How to report your results
In order to effectively contribute to knowledge, you need to provide a complete picture of your work, covering both what worked and what didn’t. ML is often about trade-offs — it’s very rare that one model is better than another in every way that matters — and you should try to reflect this with a nuanced and considered approach to reporting results and conclusions.
Be transparent:
- For instance, if you used a script to implement all your experiments, then share the script when you publish the results. This means that other people can easily repeat your experiments, which adds confidence to your work.
- Knowing that you will be sharing your work also encourages you to be more careful, document your experiments well, and write clean code, which benefits you as much as anyone else.
- It’s also worth noting that issues surrounding reproducibility are gaining prominence in the ML community, so in the future you may not be able to publish work unless your workflow is adequately documented and shared.
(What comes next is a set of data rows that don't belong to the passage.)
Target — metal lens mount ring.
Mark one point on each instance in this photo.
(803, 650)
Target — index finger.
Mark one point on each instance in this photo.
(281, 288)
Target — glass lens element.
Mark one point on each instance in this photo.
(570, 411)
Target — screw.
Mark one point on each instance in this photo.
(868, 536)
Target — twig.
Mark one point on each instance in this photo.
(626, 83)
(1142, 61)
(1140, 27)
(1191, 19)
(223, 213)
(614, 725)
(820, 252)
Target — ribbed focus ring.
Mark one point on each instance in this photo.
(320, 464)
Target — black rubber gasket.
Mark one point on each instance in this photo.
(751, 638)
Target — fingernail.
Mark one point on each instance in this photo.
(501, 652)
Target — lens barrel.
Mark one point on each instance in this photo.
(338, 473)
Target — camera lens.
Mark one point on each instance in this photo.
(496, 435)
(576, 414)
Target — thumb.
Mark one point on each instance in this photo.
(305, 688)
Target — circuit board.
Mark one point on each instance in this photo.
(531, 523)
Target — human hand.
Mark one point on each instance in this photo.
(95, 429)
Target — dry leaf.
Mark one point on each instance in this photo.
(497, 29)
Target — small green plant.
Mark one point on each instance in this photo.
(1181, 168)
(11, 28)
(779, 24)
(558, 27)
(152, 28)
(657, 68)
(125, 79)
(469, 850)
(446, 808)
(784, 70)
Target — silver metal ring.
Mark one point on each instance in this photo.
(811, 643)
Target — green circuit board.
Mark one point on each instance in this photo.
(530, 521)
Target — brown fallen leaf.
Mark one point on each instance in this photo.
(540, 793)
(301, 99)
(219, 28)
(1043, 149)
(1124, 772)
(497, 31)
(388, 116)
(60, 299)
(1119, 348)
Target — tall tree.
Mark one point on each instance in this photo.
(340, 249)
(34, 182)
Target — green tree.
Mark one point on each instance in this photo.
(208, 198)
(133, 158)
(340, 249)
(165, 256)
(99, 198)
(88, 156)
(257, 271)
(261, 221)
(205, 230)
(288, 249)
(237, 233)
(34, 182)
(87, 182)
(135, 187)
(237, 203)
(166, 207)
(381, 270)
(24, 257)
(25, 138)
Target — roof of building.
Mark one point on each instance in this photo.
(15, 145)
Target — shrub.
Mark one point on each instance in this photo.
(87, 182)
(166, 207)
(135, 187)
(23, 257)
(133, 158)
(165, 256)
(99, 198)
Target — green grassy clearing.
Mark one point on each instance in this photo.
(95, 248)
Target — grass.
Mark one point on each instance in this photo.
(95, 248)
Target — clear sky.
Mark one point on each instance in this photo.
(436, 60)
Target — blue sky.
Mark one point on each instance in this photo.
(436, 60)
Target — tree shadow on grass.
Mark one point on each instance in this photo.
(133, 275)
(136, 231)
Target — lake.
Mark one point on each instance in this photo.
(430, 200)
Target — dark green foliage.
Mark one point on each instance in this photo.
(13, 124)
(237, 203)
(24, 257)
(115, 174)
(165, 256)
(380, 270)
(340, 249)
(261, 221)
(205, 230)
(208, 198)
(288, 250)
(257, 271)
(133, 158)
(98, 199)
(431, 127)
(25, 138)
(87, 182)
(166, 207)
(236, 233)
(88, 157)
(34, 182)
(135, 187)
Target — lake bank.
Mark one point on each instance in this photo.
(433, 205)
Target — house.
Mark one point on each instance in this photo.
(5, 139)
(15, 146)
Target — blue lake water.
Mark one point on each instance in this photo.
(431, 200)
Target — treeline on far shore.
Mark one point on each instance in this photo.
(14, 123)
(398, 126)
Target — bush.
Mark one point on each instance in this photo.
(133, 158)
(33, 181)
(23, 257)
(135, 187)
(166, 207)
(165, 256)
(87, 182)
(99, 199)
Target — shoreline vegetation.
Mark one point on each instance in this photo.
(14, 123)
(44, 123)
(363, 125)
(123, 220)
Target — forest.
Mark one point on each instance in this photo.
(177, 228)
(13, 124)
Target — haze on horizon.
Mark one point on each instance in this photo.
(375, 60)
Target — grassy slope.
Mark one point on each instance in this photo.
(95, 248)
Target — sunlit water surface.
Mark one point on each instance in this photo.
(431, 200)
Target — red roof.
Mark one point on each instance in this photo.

Report performance in multiple ways:
- Use multiple datasets if possible
- Reports different metrics (because each one can present different perspective)
Don’t generalize beyond data:
- We should just write what the experiment can show. Do not make statements not founded by the results of the work.
- One common issue is bias, or sampling error: that the data is not sufficiently representative of the real world.
- So, in short, don’t overplay your findings, and be aware of their limitations.
Be careful when reporting statistical significance:
- Statistical tests are not perfect. Some are conservative, and tend to under-estimate significance; others are liberal, and tend to over-estimate significance. This means that a positive test doesn’t always indicate that something is significant, and a negative test doesn’t necessarily mean that something isn’t significant.
- If you have enough samples, you can always find significant differences, even when the actual difference in performance is minuscule. To give a better indication of whether something is important, you can measure effect size. There are a range of approaches used for this: Cohen’s d statistic is probably the most common, but more robust approaches, such as Kolmogorov-Smirnov, are preferable. You might also consider using Bayesian statistics; although there’s less guidance and tools support available, these theoretically have a lot going for them, and they avoid many of the pitfalls associated with traditional statistical tests.
Look at your model. Interpret how the model reach a decision. Look inside and use visualization and XAI techniques to extract knowledge. Metrics are important but a good model is much more than that!